In future filings, please ensure your disclosures provide investors with a complete understanding of the status of determining the amount of proved reserves, including the studies that need to be completed to determine the full amount of proved reserves located on the property. Please also explain why management has not been able to complete these studies to determine the full amount of proved reserves, especially in light of the fact that one of the wells did produce natural gas for a short period of time. |
RESPONSE:
Under the definition of 17 CFR Section 210.4 -10, Subsection A(2), the Block 83 84 Project JV’s three well project does not meet the definition of proved reserves. While true there was production in 84#1 from the Devonian and Fusselman zones, it was so limited as to not rise to the definitional level of being economical to a reasonable certainty, especially in light of the unexpected water problem very shortly after production began, in addition to the subsequent blowout. The target zones in the 84#1 and 83#1 have not produced in these particular wells, aside from the small production in 84#1 before the water inflow and blowout. For 84#1, along with 83#1 and the undrilled prospect 84#2, the recovery of natural gas and crude oil is subject to reasonable doubt because of uncertainty as to economic factors, geology, and reservoir characteristics. As an example, 84#1’s target zones of the Devonian and Fusselman produced an uneconomical amount of water unexpectedly, and the economical producibility of those zones does not rise to the level of reasonable certainty.
Using area production and a log analysis, Lakehills Production, the operator, has established potential reserve estimates. We reference our answer in question #3 above as to reserve estimates. While Lakehills Production, the operator, did an analysis of the area production and a log analysis of the old logs to come up with estimates of potential reserves in each zone, the operator is not an independent, third party reserve engineer in the business of being a reserve engineer. However, as an engineer, he performed the estimates in his professional judgment, but can’t present in the format the Commission requires. As such, the operator did not prepare a formal report as an independent reserve engineer and did not assign categories to the estimates, whether proved or unproved. They are estimates of potential based on his analysis with the area production, the logs, and his field experience. It’s a prediction of what might be found to be present when and if it is actually developed, and tested. The 84#2 is undrilled, and 83#1 has not been re-entered. The 84#1 is still under development given the water issues and blowout.
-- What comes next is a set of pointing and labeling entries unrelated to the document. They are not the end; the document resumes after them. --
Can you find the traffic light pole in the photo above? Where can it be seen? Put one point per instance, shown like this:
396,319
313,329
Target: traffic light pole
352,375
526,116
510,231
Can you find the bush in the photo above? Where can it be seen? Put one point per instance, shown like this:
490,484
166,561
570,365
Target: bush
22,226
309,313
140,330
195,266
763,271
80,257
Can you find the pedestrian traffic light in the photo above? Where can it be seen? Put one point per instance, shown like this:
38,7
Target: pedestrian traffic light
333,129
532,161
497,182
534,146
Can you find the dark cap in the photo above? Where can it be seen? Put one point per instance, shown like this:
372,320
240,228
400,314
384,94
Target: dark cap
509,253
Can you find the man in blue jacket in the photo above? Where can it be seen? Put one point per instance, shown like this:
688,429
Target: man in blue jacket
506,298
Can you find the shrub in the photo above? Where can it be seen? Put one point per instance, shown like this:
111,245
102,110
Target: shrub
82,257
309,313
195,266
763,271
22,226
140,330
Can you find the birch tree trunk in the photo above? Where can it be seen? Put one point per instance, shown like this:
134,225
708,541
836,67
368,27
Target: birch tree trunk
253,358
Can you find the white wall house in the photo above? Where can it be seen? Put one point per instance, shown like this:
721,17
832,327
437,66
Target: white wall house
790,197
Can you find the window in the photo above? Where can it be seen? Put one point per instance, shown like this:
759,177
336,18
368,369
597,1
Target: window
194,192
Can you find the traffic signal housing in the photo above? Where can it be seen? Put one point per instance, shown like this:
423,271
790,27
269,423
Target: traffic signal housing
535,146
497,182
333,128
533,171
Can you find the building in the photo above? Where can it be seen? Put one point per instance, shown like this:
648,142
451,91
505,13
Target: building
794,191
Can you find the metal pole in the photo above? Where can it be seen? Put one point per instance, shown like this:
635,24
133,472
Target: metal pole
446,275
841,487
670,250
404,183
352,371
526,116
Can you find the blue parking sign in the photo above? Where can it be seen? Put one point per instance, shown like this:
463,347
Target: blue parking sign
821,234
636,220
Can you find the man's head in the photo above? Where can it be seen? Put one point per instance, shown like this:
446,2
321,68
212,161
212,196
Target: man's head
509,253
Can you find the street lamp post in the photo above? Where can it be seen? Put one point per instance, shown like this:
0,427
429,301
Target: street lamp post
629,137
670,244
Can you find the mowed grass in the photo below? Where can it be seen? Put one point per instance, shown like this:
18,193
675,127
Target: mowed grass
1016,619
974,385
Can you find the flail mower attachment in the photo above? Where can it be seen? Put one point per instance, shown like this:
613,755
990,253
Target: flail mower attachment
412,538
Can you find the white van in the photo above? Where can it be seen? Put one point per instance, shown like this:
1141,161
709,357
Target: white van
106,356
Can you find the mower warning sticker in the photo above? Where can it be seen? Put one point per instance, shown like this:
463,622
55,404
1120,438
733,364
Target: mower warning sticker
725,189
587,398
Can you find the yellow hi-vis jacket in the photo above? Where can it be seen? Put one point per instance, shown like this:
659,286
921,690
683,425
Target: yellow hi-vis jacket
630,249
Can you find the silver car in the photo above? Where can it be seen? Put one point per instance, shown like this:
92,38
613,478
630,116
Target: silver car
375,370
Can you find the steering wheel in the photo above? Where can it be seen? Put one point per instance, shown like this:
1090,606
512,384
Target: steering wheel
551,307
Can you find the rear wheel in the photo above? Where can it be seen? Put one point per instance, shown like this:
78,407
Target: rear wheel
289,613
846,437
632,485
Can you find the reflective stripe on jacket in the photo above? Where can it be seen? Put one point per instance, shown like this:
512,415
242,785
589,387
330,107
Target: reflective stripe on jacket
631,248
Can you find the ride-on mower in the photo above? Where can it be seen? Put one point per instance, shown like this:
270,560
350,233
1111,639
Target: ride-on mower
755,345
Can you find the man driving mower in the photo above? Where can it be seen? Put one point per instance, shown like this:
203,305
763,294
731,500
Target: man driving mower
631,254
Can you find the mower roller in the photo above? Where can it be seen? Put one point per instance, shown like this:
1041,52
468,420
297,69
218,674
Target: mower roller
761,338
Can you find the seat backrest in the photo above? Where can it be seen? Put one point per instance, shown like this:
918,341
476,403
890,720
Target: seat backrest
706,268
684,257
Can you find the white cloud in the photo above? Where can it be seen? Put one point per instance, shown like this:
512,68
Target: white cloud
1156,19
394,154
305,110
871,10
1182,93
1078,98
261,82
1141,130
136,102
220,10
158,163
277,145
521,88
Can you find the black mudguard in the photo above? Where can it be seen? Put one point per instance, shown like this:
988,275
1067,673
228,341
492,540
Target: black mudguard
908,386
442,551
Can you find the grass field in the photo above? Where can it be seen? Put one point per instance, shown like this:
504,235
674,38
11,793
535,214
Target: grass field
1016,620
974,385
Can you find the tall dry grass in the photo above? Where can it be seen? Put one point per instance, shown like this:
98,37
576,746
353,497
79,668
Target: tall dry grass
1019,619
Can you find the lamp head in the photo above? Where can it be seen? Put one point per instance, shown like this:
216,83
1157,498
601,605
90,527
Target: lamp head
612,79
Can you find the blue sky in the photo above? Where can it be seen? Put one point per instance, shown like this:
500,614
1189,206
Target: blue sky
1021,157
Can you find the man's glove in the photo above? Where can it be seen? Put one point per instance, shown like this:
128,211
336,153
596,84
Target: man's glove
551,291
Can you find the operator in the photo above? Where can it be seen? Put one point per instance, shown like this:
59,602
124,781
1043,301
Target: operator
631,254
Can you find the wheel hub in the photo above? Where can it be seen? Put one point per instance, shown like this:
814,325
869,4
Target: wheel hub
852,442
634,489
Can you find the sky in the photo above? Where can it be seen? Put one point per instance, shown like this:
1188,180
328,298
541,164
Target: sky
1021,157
After re-entry in the 84#1 after the blowout and 83#1, we must still test each zone to see what is productive or not productive. These are very aged wells that haven’t been touched in a very long time, since 1978 for 84#2 and 1979 for 83#1 when they were plugged and abandoned. These wells are drilled approximately 22,000+ feet, or approximately 4 miles below the earth, and anything could have happened in 30 years to make the wells not economical. Over time, more of these wells have been tapped in different zones like the Fusselman and Devonian and Lower Wolfcamp in this field which we are targeting, and become productive, but those wells’ economic productibility does not assure to a reasonable certainty the economic producibility of the 84#1 and 83#1, due to many factors including the age of the 84#1 and 83#1 and the 1 mile spacing for the wells in this field.
It was always intended to get an independent reserve analysis once economic producibility is supported to the level of a reasonable certainty. However, that has not occurred yet. At that time, we intend to obtain the analysis from an independent, third party reserve engineer. Until then, it is a misuse of limited capital to obtain that report until proof of economic producibility to the level of reasonable certainty occurs.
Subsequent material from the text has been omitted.